Pourquoi ne pas créer une opportunité pour ces enfants d'en apprendre davantage sur les défis qu'ils pourraient relever, d'identifier des problèmes spécifiques et d'acquérir ensuite des compétences pour les résoudre ? S'ils apprennent les TIC sans l'équipement nécessaire, ils rentrent chez eux les mains vides, incapables de profiter des TIC et incapables de résoudre des problèmes urgents, tels que l'accès à l'énergie ou à l'eau potable. Ils sont éduqués mais n'ont pas d'opportunités, ce qui est un gaspillage en plus du gaspillage ; c'est une réalité en Afrique.

Venant à l'autre réalité plus prometteuse, il y a une prise de conscience que l'on ressent à travers le continent : la prise de conscience que ces histoires de développement dans d'autres pays ne s'additionnent pas, que ces vies vécues ailleurs, brillantes comme elles nous sont présentées, aussi ont leurs inconvénients et créent d'autres problèmes. Par exemple, concernant le changement climatique ou la dégradation de l'environnement, nous savons que nos modes de vie sont beaucoup plus durables que les modes de vie considérés comme développés. Nous commençons maintenant à penser, à la place, que nos vies sont plutôt bonnes si nous ne sommes pas malheureux ou malades très souvent, et que nos familles sont fortes, par exemple.
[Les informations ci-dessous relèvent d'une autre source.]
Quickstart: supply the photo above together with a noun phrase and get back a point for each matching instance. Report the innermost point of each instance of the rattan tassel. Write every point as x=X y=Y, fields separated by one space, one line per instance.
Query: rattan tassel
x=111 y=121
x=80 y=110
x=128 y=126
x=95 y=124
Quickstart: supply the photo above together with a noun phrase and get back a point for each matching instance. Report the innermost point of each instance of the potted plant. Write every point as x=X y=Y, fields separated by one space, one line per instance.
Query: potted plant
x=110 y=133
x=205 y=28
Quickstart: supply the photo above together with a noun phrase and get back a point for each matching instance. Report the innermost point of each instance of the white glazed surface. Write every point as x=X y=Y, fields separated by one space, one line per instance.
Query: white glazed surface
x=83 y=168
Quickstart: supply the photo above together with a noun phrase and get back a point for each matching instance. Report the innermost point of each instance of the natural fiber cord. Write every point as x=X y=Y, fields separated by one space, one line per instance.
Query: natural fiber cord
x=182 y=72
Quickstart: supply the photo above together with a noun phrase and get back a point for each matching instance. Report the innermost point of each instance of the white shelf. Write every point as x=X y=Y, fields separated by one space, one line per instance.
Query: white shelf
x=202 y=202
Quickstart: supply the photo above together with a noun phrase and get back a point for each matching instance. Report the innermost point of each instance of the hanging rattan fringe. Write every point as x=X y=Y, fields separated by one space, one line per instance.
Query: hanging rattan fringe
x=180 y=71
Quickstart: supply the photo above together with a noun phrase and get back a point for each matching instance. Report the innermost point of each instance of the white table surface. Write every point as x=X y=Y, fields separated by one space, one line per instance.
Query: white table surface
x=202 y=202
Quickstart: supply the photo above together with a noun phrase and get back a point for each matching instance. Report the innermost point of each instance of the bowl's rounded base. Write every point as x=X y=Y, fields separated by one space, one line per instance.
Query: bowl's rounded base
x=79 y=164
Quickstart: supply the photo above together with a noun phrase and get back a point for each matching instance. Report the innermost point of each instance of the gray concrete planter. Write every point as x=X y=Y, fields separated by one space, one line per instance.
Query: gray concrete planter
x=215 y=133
Ainsi, nous devons prendre conscience de la façon dont ce qu'on nous dit d'une vie meilleure « là-bas » s'infiltre dans nos sociétés, et nous devons prendre conscience des problèmes qui surviennent dans d'autres sociétés. Je vois de plus en plus de gens maintenant sceptiques quant à la « vie meilleure » qu'on leur vend. De plus en plus de personnes diffusent un contre-message. Peut-être que ce message ne se propage qu'auprès de personnes plus instruites comme moi, mais cela me donne néanmoins un sentiment d'espoir que nous puissions encore nous autodéterminer et décider ce que le développement humain signifie pour nous. Quand je vois ce changement chez les gens commencer à devenir plus conscients, avec l'environnement interne qui commence à s'éveiller, cela me donne beaucoup d'espoir.


Connie Nshemereirwe est un facilitateur indépendant des sciences et des politiques et coprésident sortant du Académie mondiale des jeunes. Elle est également sur le Comité d'organisation du Programme de leadership scientifique en Afrique basé à l'Université de Pretoria en Afrique du Sud.